# No idea



## templey_41 (Jul 19, 2008)

So I'm down with gang terminology and gestures, but I am baffled by this one.

we were driving down a tar road the day before opener doing some scouting, I am going to take a right and so I pull off onto the shoulder so others can pass by me, granted there is no right hand turn lane. The truck that is behind me drives by and the passenger sticks is right hand out the window and sticks his thumb out and points to the back of his truck with is thumb.

What the he77 does that mean? The guy had north dakota license plates. was he trying to prove a point that he thinks he owns the road. I mean I seriously thought I was doing a kind gesture and even pulled off easily 400 yards before my turn and I had my blinker on.

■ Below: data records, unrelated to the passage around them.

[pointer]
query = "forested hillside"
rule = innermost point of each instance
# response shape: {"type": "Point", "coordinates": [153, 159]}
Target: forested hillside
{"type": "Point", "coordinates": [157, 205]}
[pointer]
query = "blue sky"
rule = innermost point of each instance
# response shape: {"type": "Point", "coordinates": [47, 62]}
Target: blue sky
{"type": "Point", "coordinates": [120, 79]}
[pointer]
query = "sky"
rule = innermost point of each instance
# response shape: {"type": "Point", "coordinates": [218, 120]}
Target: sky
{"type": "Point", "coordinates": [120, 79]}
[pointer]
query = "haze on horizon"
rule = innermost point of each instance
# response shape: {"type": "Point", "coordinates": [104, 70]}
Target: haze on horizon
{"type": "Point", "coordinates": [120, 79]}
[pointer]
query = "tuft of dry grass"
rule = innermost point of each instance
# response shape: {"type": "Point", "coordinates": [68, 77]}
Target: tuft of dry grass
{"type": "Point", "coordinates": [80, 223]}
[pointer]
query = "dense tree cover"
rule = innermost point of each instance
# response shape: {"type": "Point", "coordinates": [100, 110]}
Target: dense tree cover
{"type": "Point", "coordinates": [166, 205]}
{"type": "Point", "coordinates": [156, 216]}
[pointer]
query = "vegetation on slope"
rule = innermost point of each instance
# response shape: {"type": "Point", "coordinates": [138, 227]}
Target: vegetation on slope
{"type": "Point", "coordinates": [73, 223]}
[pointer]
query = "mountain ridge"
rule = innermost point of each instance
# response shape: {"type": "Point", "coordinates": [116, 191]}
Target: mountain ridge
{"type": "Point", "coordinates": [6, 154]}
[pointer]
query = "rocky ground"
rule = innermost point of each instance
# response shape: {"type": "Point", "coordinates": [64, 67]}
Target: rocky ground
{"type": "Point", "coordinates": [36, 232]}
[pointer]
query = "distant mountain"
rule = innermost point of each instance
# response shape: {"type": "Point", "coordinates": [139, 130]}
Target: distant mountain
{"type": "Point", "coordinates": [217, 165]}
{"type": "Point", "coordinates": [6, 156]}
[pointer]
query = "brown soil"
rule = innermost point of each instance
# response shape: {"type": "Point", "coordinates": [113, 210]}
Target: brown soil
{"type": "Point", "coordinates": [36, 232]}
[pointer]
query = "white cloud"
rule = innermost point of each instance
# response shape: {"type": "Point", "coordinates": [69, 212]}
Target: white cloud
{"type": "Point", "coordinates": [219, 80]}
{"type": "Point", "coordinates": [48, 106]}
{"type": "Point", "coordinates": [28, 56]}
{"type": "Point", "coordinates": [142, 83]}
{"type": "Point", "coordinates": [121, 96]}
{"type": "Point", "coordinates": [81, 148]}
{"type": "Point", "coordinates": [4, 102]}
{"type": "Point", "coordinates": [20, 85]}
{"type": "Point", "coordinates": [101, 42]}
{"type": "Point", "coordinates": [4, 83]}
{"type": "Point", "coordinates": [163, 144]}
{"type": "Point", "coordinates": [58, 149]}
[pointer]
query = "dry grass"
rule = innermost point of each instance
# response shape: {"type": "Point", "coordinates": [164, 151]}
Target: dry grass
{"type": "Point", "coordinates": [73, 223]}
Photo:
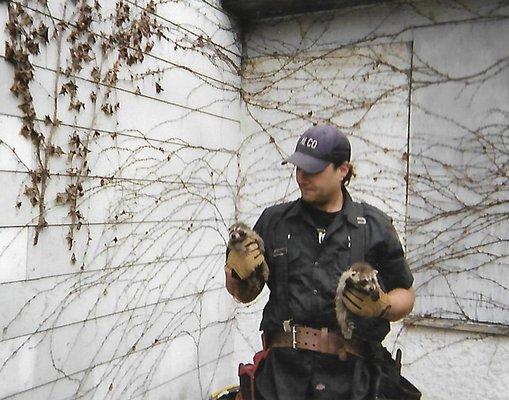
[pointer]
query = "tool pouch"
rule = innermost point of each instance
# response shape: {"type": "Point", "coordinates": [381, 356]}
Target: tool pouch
{"type": "Point", "coordinates": [247, 376]}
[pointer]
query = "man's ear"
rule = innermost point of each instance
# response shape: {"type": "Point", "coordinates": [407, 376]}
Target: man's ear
{"type": "Point", "coordinates": [344, 168]}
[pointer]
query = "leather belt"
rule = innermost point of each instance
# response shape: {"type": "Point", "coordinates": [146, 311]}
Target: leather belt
{"type": "Point", "coordinates": [320, 340]}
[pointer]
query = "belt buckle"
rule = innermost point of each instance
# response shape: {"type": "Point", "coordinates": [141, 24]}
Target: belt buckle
{"type": "Point", "coordinates": [289, 328]}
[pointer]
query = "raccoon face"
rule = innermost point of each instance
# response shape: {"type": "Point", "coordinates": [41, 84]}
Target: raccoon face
{"type": "Point", "coordinates": [366, 282]}
{"type": "Point", "coordinates": [238, 232]}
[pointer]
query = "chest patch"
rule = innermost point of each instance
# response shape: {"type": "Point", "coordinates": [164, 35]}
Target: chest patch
{"type": "Point", "coordinates": [321, 234]}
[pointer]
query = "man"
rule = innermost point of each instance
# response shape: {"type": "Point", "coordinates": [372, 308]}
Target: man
{"type": "Point", "coordinates": [308, 244]}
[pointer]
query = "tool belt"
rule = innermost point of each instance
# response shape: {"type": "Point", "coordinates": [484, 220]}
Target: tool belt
{"type": "Point", "coordinates": [319, 340]}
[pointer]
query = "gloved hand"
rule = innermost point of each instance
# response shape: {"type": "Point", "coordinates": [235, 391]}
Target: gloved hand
{"type": "Point", "coordinates": [244, 262]}
{"type": "Point", "coordinates": [362, 304]}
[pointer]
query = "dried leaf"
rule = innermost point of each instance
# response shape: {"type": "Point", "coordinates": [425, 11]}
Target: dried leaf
{"type": "Point", "coordinates": [62, 198]}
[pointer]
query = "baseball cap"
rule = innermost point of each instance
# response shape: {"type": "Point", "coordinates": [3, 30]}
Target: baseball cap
{"type": "Point", "coordinates": [318, 147]}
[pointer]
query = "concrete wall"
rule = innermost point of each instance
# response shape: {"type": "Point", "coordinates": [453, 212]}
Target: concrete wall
{"type": "Point", "coordinates": [422, 90]}
{"type": "Point", "coordinates": [123, 294]}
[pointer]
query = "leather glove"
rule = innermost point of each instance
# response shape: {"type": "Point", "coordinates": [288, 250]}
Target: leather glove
{"type": "Point", "coordinates": [362, 304]}
{"type": "Point", "coordinates": [243, 263]}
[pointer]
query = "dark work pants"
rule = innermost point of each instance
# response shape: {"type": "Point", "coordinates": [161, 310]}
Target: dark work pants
{"type": "Point", "coordinates": [292, 374]}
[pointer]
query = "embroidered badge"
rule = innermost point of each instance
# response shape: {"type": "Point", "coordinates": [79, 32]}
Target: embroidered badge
{"type": "Point", "coordinates": [321, 234]}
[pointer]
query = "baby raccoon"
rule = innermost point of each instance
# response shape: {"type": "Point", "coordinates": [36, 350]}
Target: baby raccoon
{"type": "Point", "coordinates": [362, 277]}
{"type": "Point", "coordinates": [238, 232]}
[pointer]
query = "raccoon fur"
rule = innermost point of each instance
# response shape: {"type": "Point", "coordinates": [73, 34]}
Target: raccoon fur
{"type": "Point", "coordinates": [362, 277]}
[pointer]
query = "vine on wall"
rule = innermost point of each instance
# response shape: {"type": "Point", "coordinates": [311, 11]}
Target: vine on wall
{"type": "Point", "coordinates": [82, 48]}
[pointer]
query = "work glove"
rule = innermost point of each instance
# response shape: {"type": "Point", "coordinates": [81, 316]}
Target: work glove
{"type": "Point", "coordinates": [364, 305]}
{"type": "Point", "coordinates": [244, 262]}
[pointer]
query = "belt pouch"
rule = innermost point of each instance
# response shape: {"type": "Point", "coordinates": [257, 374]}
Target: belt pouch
{"type": "Point", "coordinates": [247, 375]}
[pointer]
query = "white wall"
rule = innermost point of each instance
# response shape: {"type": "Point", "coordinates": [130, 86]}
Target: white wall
{"type": "Point", "coordinates": [136, 308]}
{"type": "Point", "coordinates": [353, 67]}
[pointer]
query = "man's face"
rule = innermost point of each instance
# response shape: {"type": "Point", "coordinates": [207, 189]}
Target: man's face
{"type": "Point", "coordinates": [323, 187]}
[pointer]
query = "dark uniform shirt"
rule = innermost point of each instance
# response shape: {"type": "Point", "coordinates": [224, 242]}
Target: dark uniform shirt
{"type": "Point", "coordinates": [306, 251]}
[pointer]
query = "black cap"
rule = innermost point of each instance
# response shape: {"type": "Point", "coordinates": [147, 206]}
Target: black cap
{"type": "Point", "coordinates": [318, 147]}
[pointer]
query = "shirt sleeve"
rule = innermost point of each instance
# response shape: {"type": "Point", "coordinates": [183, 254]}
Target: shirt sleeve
{"type": "Point", "coordinates": [385, 252]}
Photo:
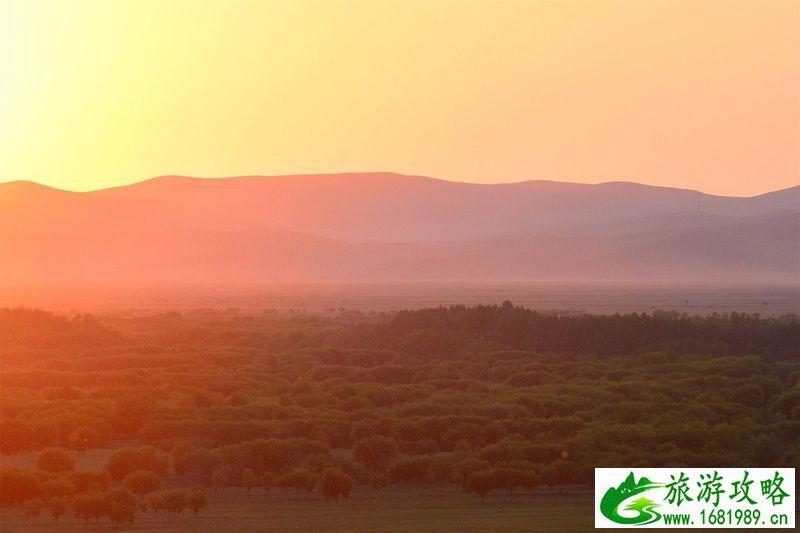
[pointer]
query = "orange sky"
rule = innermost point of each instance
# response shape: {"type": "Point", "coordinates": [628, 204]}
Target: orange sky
{"type": "Point", "coordinates": [700, 94]}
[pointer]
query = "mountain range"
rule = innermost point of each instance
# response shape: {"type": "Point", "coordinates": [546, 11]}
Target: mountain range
{"type": "Point", "coordinates": [381, 226]}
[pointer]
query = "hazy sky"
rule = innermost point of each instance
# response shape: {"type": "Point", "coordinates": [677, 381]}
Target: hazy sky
{"type": "Point", "coordinates": [700, 94]}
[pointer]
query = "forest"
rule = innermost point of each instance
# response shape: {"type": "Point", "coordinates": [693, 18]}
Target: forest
{"type": "Point", "coordinates": [488, 398]}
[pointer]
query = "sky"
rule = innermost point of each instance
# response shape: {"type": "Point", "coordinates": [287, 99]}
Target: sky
{"type": "Point", "coordinates": [695, 94]}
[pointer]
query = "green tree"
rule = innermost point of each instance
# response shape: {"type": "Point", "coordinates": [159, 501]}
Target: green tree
{"type": "Point", "coordinates": [55, 460]}
{"type": "Point", "coordinates": [335, 484]}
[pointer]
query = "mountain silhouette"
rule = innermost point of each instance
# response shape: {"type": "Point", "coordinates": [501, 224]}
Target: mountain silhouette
{"type": "Point", "coordinates": [375, 226]}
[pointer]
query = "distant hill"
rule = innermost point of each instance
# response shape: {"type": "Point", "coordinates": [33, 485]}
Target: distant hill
{"type": "Point", "coordinates": [390, 226]}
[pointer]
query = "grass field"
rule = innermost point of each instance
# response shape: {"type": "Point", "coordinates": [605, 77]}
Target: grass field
{"type": "Point", "coordinates": [427, 508]}
{"type": "Point", "coordinates": [413, 509]}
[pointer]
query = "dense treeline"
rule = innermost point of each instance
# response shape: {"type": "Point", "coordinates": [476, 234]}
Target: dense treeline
{"type": "Point", "coordinates": [490, 397]}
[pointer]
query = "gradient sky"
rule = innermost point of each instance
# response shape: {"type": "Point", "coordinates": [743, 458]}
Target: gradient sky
{"type": "Point", "coordinates": [702, 94]}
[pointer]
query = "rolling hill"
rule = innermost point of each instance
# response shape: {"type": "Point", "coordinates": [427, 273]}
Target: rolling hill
{"type": "Point", "coordinates": [388, 226]}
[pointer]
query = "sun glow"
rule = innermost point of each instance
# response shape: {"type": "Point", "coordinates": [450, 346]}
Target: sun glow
{"type": "Point", "coordinates": [693, 94]}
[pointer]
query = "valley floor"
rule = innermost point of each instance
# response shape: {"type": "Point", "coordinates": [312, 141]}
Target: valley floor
{"type": "Point", "coordinates": [434, 508]}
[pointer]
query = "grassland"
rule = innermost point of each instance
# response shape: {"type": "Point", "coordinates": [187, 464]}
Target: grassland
{"type": "Point", "coordinates": [439, 508]}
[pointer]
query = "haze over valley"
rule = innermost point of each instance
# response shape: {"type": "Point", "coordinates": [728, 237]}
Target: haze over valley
{"type": "Point", "coordinates": [383, 226]}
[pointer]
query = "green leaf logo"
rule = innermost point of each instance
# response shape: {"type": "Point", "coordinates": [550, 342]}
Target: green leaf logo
{"type": "Point", "coordinates": [615, 497]}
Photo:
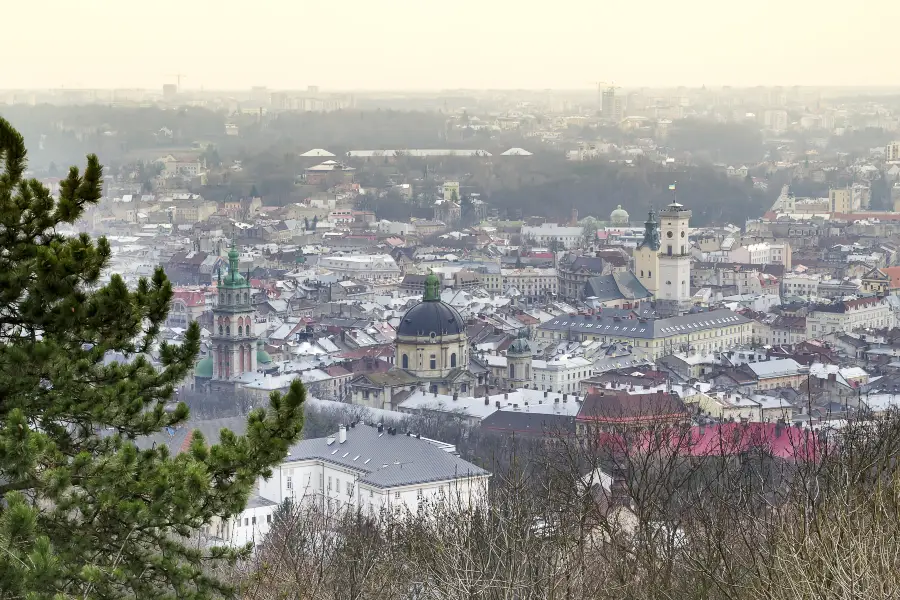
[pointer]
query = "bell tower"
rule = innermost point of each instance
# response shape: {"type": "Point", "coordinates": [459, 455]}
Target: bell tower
{"type": "Point", "coordinates": [674, 295]}
{"type": "Point", "coordinates": [646, 255]}
{"type": "Point", "coordinates": [233, 340]}
{"type": "Point", "coordinates": [518, 362]}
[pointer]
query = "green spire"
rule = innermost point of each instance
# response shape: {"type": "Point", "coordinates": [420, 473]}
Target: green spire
{"type": "Point", "coordinates": [233, 261]}
{"type": "Point", "coordinates": [432, 288]}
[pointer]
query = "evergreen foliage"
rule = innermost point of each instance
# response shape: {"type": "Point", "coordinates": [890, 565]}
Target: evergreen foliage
{"type": "Point", "coordinates": [84, 512]}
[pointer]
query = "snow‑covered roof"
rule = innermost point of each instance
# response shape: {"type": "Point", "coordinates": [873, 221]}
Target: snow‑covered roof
{"type": "Point", "coordinates": [316, 152]}
{"type": "Point", "coordinates": [516, 152]}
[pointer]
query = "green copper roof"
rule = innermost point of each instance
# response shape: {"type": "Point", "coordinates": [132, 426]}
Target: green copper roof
{"type": "Point", "coordinates": [204, 368]}
{"type": "Point", "coordinates": [432, 288]}
{"type": "Point", "coordinates": [234, 279]}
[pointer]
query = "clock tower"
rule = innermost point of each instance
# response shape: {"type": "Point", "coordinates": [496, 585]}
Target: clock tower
{"type": "Point", "coordinates": [646, 255]}
{"type": "Point", "coordinates": [674, 294]}
{"type": "Point", "coordinates": [233, 340]}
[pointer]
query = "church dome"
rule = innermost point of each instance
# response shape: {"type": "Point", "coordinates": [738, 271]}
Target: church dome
{"type": "Point", "coordinates": [619, 216]}
{"type": "Point", "coordinates": [204, 368]}
{"type": "Point", "coordinates": [262, 357]}
{"type": "Point", "coordinates": [431, 316]}
{"type": "Point", "coordinates": [520, 345]}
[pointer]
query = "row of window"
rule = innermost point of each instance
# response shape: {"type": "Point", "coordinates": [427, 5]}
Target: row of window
{"type": "Point", "coordinates": [432, 361]}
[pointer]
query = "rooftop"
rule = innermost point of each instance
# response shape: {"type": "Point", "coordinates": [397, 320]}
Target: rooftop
{"type": "Point", "coordinates": [384, 460]}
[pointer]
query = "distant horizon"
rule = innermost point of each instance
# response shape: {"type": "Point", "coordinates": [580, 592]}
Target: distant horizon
{"type": "Point", "coordinates": [468, 44]}
{"type": "Point", "coordinates": [423, 90]}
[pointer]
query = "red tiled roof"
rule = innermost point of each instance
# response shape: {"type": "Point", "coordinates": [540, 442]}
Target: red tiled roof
{"type": "Point", "coordinates": [190, 297]}
{"type": "Point", "coordinates": [728, 439]}
{"type": "Point", "coordinates": [337, 371]}
{"type": "Point", "coordinates": [894, 274]}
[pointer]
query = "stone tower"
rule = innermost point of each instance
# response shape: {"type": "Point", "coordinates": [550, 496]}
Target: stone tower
{"type": "Point", "coordinates": [674, 295]}
{"type": "Point", "coordinates": [518, 362]}
{"type": "Point", "coordinates": [233, 340]}
{"type": "Point", "coordinates": [646, 255]}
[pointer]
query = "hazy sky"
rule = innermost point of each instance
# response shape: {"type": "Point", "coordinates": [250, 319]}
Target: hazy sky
{"type": "Point", "coordinates": [431, 44]}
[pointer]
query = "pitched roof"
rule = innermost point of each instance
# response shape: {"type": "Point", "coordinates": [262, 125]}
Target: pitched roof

Maybe it's the same guy that I ran into 3 years ago when I was towing my trailer down the gravel road,he was approahing me, so I slowed down pulled off to the side and he gives me the finger. some friendly folks around that area.


----------



## matt29 (Feb 13, 2009)

Maybe you have a break light or blinker out. Or maybe hes an a hole.


----------



## templey_41 (Jul 19, 2008)

all lights were working. i even pulled off to check when he did this.


----------



## striped1 (Aug 17, 2005)

My guess: He was from Grand Fordks, Bismarck, or Fargo and was telling you to go back to MN where you belong.


----------



## blhunter3 (May 5, 2007)

Well it is gay pride month....


----------



## templey_41 (Jul 19, 2008)

blhunter3 said:


> Well it is gay pride month....


why haven't you changed your avatar then?


----------



## blhunter3 (May 5, 2007)

templey_41 said:


> blhunter3 said:
> 
> 
> > Well it is gay pride month....
> ...


 :lame:


----------



## CrazyWalsh81 (Nov 30, 2011)

Jog On! or Jog Off! if they have alittle Canadian in them...Or maybe they do bite their thumb at you!


----------